Придоров и Бекнев взяли на примету друг друга, лишь только Половнев познакомил их и сообщил при этом как посторонний:

— Это господин Придоров, теперь служащий, как и все... знакомьтесь и говорите, а я не буду вмешиваться в ваши дела. Для меня хороши и белые и красные.

Оба гостя познакомились, кратко обменявшись вопросами.

— На виду у правительства держитесь? — примерился к собеседнику взглядом Придоров, чувствуя себя увереннее приезжего уже вследствие того, что знал тайну всех дел Бекнева. — сотрудником в ЦИКе?

— Да. Но польза от этого будет только впоследствии. Теперь наши напуганы и все прячутся. Я за себя не боюсь, потому что меня в Харькове никто не знает. Считают своим на все сто процентов.

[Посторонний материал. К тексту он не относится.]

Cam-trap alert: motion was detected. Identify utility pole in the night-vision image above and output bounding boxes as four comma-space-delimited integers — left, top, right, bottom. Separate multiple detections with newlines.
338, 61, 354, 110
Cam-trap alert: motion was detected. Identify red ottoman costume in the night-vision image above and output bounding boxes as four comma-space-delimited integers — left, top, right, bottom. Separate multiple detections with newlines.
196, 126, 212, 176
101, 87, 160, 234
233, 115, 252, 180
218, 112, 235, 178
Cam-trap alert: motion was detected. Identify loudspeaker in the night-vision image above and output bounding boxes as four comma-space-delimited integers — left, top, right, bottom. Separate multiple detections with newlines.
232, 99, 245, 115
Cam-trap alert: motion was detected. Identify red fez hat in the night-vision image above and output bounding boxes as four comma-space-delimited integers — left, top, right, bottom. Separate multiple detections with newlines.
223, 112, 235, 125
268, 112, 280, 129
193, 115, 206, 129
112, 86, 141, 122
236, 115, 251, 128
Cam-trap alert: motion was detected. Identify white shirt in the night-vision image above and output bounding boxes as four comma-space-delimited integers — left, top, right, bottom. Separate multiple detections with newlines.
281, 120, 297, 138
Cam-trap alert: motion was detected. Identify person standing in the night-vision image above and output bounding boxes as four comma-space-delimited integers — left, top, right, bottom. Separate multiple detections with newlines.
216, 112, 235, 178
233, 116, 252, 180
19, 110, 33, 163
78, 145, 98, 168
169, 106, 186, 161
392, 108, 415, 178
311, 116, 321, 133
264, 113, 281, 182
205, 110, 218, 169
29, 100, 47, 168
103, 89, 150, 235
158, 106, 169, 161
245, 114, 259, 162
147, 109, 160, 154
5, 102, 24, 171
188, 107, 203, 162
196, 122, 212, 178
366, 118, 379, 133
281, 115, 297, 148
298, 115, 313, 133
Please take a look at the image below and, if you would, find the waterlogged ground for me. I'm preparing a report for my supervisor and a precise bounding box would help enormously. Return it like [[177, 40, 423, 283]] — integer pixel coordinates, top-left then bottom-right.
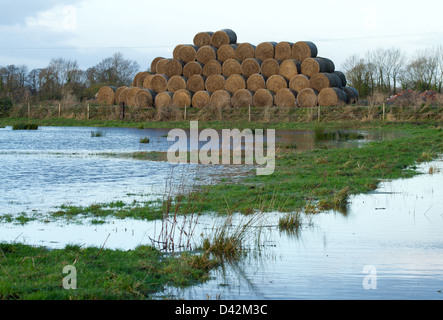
[[0, 127, 443, 299]]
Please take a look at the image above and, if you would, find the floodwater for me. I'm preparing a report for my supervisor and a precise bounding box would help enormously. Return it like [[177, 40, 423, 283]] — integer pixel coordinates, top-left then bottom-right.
[[0, 127, 443, 300]]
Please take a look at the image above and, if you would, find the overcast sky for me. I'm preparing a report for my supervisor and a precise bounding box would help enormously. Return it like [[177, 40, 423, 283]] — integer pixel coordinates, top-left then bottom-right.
[[0, 0, 443, 70]]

— Гм! Это хорошо. Переворота, правда, теперь скоро не состряпаешь, но пользу тем, кому большевики въелись в печенку, принести вы можете большую. У них же неразбериха: правая рука не знает, что творит левая. Этим можно пользоваться. Вы в Одессе еще будете?

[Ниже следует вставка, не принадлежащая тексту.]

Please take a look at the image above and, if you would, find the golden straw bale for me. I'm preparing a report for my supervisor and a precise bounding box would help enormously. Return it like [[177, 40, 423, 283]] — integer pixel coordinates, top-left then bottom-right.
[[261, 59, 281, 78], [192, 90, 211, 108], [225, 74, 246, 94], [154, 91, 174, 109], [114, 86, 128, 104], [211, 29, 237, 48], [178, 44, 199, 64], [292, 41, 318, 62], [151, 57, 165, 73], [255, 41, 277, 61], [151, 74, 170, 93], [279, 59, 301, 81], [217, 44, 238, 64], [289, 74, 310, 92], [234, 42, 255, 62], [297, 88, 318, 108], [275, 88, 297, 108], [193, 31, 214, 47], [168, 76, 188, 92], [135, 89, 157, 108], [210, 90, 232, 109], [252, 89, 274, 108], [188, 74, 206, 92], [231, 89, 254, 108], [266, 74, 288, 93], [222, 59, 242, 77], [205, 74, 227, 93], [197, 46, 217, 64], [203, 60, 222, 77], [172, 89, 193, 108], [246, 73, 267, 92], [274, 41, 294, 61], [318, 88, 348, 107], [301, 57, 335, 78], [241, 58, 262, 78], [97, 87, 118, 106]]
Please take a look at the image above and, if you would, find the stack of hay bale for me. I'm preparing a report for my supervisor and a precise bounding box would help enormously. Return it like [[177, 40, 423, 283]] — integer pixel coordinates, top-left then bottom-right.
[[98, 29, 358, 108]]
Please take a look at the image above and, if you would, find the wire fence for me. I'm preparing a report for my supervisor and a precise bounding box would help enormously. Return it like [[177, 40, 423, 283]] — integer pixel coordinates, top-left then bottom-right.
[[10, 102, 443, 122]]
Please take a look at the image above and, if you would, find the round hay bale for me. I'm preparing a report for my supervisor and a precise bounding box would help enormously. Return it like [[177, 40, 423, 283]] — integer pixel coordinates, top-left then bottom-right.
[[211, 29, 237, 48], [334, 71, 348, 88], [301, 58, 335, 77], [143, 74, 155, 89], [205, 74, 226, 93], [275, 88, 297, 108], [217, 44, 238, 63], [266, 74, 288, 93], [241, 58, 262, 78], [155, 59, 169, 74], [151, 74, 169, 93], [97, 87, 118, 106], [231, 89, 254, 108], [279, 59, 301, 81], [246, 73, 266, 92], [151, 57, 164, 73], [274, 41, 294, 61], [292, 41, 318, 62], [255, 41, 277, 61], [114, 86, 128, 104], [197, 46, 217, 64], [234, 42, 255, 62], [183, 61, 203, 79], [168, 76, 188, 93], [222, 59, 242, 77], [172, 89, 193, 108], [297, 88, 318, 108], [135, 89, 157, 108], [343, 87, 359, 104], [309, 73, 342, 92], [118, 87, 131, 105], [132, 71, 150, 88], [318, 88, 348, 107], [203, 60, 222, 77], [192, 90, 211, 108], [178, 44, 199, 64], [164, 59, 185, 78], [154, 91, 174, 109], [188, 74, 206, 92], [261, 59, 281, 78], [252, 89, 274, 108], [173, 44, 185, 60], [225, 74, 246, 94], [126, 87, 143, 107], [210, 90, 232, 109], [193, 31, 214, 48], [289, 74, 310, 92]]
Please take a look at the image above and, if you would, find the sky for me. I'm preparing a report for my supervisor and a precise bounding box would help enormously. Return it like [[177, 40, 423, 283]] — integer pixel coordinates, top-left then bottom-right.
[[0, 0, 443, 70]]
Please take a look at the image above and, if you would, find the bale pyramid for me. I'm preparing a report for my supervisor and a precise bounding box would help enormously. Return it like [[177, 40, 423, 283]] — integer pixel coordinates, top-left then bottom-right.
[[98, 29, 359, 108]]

— Буду. Вы же знаете: тут наши должны быть.

— Ну, значит, я буду иметь вас ввиду и при нужде обращусь к вам. Желаю успеха, но только здесь сейчас ни с кем не сговоритесь: боятся.

— Ну, увидим. Еще поговорим.

— Поговорим.

Придоров, удовлетворенный знакомством, оставил Бекнева, соображая, какую пользу он может извлечь из этой новой для него связи.

Появление у Половневых подозрительного своей советской угловатостью Ильина и явное знакомство с ним Льолы всполошили Придорова.

Ужин, вино, общий разговор, вспыхнувший за столом, тосты — помешали ему допросить Льолу. Но лишь только встали из-за стола, он нетерпеливо остановил жену:

— Музыкант, с которым ты говорила, из «товарищей»?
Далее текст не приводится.